Who is Your Neighbor?


Christ rarely answered a question simply. When he was asked he would answer with a question or a story. Often questions were asked to discover the minimum requirement or to look good in the eyes of those who heard. Jesus never let the asker slide. He’s answers pushed the boundaries, left hearers speechless, and infuriated leaders by putting the burden on them.

One day he was asked a simple question by a religious leader, “who is my neighbor.” A simple question, a simple response. Right?

Looking at Luke 10: 25, we see the question that preceded “who is my neighbor” was “Teacher, what must I do to inherit eternal life?” The answer to this was quoted from Deuteronomy 6: 5, “To love the Lord your God with your whole mind, your whole being, and all your strength,” and Leviticus 19: 18, “you must love your neighbor as yourself.”

The question was asked to seek the limit of responsibility through a definition of neighbor. If my neighbor is only the person to the left or right of me then I can simply be kind to two people and call it a day.

Christ did not answer the religious leader’s question by saying your neighbor is the man or woman beside you, or the one who lives righteously, or those with the same nationality/view points/ religious affiliation/ sexual preference. No. Instead he took the burden off of the one receiving help entirely and placed it solely on the one who witnessed the need.

In Luke 10: 30-37, the two religious leaders in the story, the two one would expect or at least hope would extend aid, for whatever reason went out of their way to avoid the injured man’s need. Instead a Samaritan (whom Jews thought very little of) extended unconditional help.

Many times we are rushing from one crazy responsibility to another with little time left for real ministry. Perhaps we are so quickly rushing to our next business meeting we haven’t taken a moment to learn the name of the man sitting at the stoplight every morning as we rush by, but he has been a fixture in our day for years. Perhaps a friend is hospitalized and we are so busy doing “ministry” she is home and well before we have time to even call or offer up a prayer.

I have been guilty of being the Levite who passed on the other side. I had it in my head that I was busy doing ministry and in the process failed to see the opportunity.

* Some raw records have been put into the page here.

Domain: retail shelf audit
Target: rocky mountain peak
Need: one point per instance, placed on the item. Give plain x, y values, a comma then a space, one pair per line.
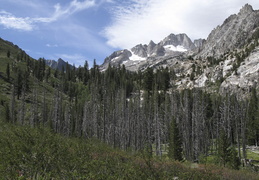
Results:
232, 34
140, 50
246, 9
178, 40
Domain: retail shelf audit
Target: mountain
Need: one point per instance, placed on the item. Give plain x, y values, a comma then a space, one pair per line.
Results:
226, 60
232, 34
57, 64
141, 56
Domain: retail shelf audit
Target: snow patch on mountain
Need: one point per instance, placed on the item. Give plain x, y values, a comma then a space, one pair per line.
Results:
135, 57
173, 48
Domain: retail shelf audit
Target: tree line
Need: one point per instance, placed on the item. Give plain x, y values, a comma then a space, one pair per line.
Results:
132, 110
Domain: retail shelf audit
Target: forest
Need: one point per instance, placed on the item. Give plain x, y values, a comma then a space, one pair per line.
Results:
130, 111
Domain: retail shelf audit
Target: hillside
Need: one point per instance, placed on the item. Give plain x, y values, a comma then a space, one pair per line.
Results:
226, 60
95, 123
38, 153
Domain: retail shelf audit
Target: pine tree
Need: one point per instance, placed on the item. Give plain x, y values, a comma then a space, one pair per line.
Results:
234, 161
223, 148
8, 54
175, 143
8, 71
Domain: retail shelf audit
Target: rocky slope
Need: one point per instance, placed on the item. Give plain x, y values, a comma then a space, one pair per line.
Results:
227, 60
141, 56
232, 34
57, 64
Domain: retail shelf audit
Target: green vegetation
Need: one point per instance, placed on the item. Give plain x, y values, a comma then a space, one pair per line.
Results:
80, 123
38, 153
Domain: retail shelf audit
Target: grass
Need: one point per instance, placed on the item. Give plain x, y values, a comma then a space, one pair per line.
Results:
37, 153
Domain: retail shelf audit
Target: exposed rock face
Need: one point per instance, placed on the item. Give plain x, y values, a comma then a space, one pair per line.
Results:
142, 56
57, 64
140, 50
178, 40
209, 64
199, 43
232, 34
246, 76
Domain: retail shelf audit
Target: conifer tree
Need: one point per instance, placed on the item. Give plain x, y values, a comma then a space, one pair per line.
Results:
8, 71
175, 143
234, 161
223, 148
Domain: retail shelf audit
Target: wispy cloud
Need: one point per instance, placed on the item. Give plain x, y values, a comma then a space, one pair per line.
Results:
10, 21
51, 45
139, 21
77, 59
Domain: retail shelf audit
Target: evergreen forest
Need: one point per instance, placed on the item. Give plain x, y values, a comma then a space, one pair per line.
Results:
83, 123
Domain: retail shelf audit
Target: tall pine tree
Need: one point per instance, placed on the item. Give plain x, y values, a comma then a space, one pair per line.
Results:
175, 143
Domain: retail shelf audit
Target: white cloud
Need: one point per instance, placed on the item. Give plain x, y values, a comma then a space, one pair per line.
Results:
76, 59
139, 21
10, 21
51, 45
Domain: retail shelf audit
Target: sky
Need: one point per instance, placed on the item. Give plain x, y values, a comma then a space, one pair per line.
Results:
80, 30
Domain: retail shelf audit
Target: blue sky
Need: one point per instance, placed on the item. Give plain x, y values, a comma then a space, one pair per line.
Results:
79, 30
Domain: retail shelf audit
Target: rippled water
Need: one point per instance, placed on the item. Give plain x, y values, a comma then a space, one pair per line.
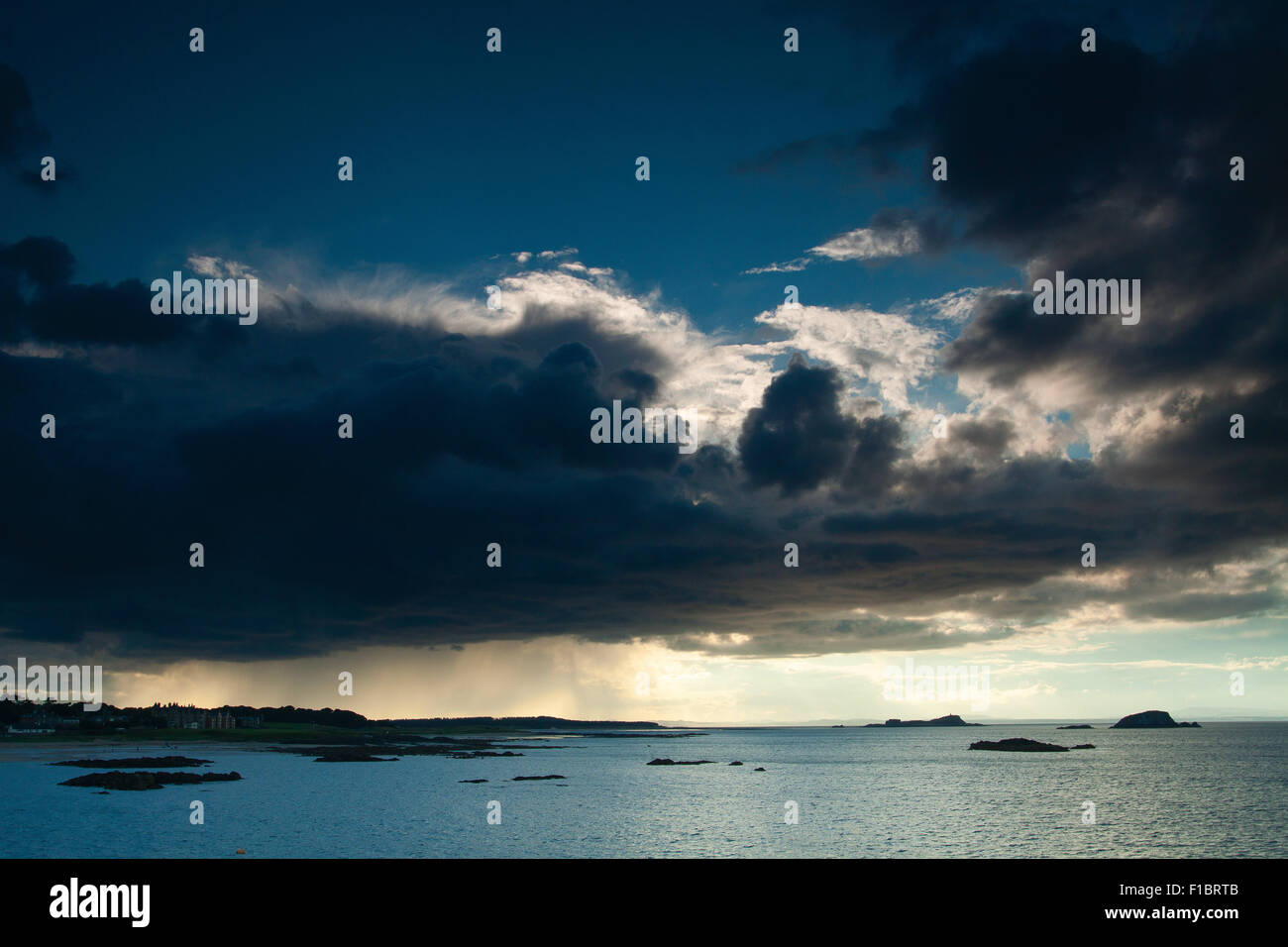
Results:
1218, 791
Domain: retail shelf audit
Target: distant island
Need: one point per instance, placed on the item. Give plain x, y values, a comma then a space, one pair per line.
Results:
949, 720
1018, 745
1149, 719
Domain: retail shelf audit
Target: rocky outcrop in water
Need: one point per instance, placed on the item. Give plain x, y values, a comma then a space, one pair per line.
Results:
129, 763
677, 763
1149, 719
1018, 745
948, 720
117, 780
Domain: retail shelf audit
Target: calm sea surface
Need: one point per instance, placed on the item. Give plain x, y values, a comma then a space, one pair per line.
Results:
1218, 791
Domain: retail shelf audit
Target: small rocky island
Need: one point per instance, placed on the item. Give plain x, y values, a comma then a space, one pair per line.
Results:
675, 763
948, 720
1149, 719
117, 780
133, 762
1018, 745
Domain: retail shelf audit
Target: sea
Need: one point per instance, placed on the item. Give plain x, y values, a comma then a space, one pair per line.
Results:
1218, 791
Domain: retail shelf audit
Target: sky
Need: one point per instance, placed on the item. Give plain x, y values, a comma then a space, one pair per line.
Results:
853, 341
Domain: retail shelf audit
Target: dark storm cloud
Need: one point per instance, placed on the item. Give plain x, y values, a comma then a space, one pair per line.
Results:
313, 543
180, 429
40, 303
799, 437
1113, 163
22, 137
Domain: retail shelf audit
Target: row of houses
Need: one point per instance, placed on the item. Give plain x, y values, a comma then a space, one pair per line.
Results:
197, 719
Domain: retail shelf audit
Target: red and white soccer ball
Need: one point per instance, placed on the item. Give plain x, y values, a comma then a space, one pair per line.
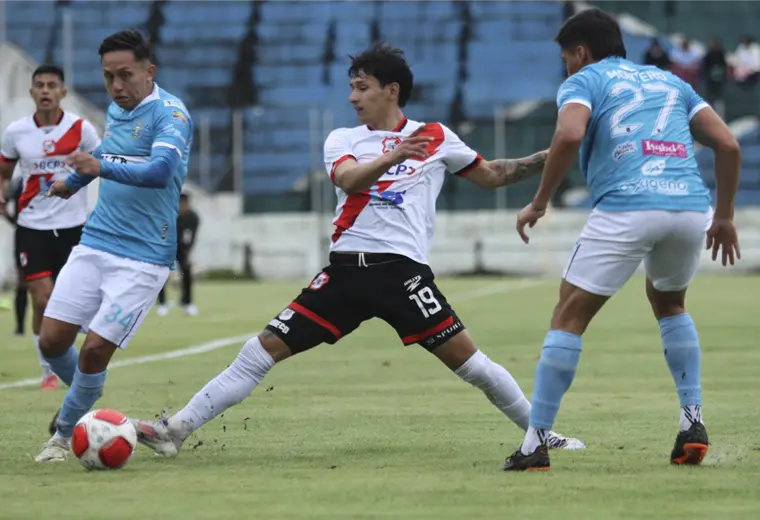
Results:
103, 439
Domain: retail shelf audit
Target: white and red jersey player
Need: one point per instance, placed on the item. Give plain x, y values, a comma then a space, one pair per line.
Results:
397, 215
40, 152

Rushing to my position where I felt nothing would get done without me I neglected the need placed in my path to truly show God’s love. I continuously find myself here. And yet the burden is not on those around me. The burden is on me.

In John 4: 4-26, Christ showed us an example of this kind of love. He showed us how to love a neighbor when he spoke with the woman at the well. Had he held to the customs of the day he never would have entered the town, he would have walked around it. Instead he chose to enter, to sit at the well alone, and to wait for this Samaritan woman. When she offered him a drink he offered her eternal life. He offered her kindness when she had seen so little in her life. He spoke to a woman, a Samaritan as an equal. He asked her questions. He dove into her life and patiently brought her truths to light. The Savior of the universe stopped for a drink and heard a woman’s need.

It wasn’t the first time he heard a hurting woman at a well, said here I am and offered more. Genesis 16 tells us a woman named Hagar was forced from her home, wandering in the desert when God heard her cries. She named him the God who sees and he blessed her with life and a promise of a future. (Hagar: The Other Wife http://www.hopengriffin.com/wife/)

He offers the same to us. He sees us. He hears us. He loves us. He asks us to do the same for our neighbors.